There are ways of dressing up dictatorial powers, juntas, and a totalitarian approach to government, where it’s not for the people to reason why, let alone select.  He has often expressed a personal admiration for absolute rulers; the single party system. Or shown – despite the shock and awe Trump’s implementation of it elicited internationally – empathy if not advocacy of the American presidential system over the British parliamentary system we so mismanage. One could be forgiven in thinking he is convinced it is better to change a system than allow it to change him.
Although the incumbent government may not be strong enough to change the system constitutionally; it is still weak enough to wreck it. Systemic failure is more and more a topic of discussion. Parliament seems of less public relevance politically than street turnouts. Abuse and mudslinging, rather like yellow journalism, have audience appeal.
The parliamentary opposition has fallen into the trap of tit-for-tat vulgar verbal exchange with the PTI. And as the PTI’s parliamentary leadership disdains parliament and the PM does not acknowledge leaders of the Opposition inside or outside the House it is not possible for the opposition to engage in substantial discussion. To be fair, we need to remind ourselves that the Opposition did quite patiently seek discussion with a view to consensus and compromise but overtures were repeatedly scorned, and rubbished as attempts for what the PTI calls an NRO. That term harks back to the Musharraf era when a mutual amnesty as such was negotiated between exiled or excommunicated political leadership and the khaki-clad civil chief executive who could not avert personal retirement from military office much longer. The arrangement, or deal if one prefers to sneer, was called the National Reconciliation Ordinance. In fact, that is what it was: Is national reconciliation undesirable? National polarization, which is presently the reading on the PTI’s political compass, is decidedly more toxic to the well-being of Pakistan’s body politic.

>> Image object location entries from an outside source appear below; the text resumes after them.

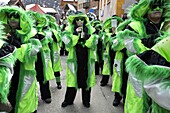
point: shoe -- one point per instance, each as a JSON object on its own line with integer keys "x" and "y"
{"x": 64, "y": 104}
{"x": 116, "y": 102}
{"x": 86, "y": 104}
{"x": 59, "y": 85}
{"x": 5, "y": 107}
{"x": 48, "y": 100}
{"x": 103, "y": 84}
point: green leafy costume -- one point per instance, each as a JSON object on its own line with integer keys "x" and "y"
{"x": 43, "y": 30}
{"x": 70, "y": 41}
{"x": 6, "y": 68}
{"x": 55, "y": 48}
{"x": 152, "y": 68}
{"x": 26, "y": 96}
{"x": 137, "y": 41}
{"x": 107, "y": 25}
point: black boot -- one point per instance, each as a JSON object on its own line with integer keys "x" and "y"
{"x": 117, "y": 99}
{"x": 5, "y": 107}
{"x": 59, "y": 85}
{"x": 104, "y": 80}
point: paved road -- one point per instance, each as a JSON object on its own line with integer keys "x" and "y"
{"x": 101, "y": 98}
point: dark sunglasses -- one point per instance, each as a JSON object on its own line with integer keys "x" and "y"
{"x": 15, "y": 15}
{"x": 79, "y": 19}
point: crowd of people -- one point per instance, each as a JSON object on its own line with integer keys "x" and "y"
{"x": 133, "y": 50}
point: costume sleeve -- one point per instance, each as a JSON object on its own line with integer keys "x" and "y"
{"x": 92, "y": 42}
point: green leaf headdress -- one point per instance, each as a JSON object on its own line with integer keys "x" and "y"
{"x": 139, "y": 10}
{"x": 52, "y": 22}
{"x": 71, "y": 18}
{"x": 25, "y": 23}
{"x": 40, "y": 20}
{"x": 108, "y": 22}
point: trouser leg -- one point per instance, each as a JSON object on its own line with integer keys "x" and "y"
{"x": 70, "y": 94}
{"x": 57, "y": 76}
{"x": 96, "y": 68}
{"x": 86, "y": 95}
{"x": 45, "y": 90}
{"x": 105, "y": 79}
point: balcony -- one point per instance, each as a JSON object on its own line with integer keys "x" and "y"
{"x": 86, "y": 5}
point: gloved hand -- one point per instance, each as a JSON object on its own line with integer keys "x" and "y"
{"x": 39, "y": 36}
{"x": 14, "y": 41}
{"x": 6, "y": 49}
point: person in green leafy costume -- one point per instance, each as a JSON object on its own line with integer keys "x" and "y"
{"x": 140, "y": 35}
{"x": 100, "y": 46}
{"x": 23, "y": 94}
{"x": 152, "y": 68}
{"x": 109, "y": 26}
{"x": 7, "y": 62}
{"x": 80, "y": 68}
{"x": 55, "y": 49}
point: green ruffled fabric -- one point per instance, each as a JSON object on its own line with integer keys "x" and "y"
{"x": 157, "y": 109}
{"x": 25, "y": 21}
{"x": 108, "y": 22}
{"x": 4, "y": 86}
{"x": 143, "y": 71}
{"x": 120, "y": 36}
{"x": 80, "y": 15}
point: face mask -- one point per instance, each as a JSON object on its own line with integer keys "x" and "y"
{"x": 114, "y": 23}
{"x": 79, "y": 21}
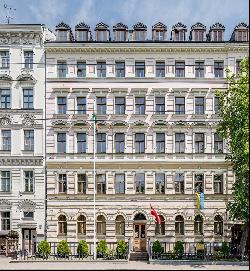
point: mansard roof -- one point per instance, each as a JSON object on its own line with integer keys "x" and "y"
{"x": 82, "y": 26}
{"x": 120, "y": 26}
{"x": 140, "y": 25}
{"x": 159, "y": 25}
{"x": 198, "y": 25}
{"x": 179, "y": 25}
{"x": 101, "y": 25}
{"x": 63, "y": 26}
{"x": 217, "y": 26}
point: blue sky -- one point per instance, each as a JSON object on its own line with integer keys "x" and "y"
{"x": 51, "y": 12}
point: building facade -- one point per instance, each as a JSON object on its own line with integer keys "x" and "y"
{"x": 22, "y": 148}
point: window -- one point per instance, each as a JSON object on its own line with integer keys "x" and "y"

Does such pragmatism mean condoning past cronyism, kickbacks, decisions? Yes. Does that mean a validation perpetuation of them? Of course not. Course-correction is what the democratic process is all about. The PPP and the PML(N) have shown a capacity to self-correct. Does the PTI possess this essential democratic ability, or will its captain sink the ship with the weight of his lofty principles? In that case, he needs a one-party system for the voting public, like the rats he deems those not playing his way, are likely to leave a sinking ship and vote for parties and leaders current spin seeks to persuade is are disproved and damaged beyond recall. Fresh elections anyone? Thanks, I’ll take a look.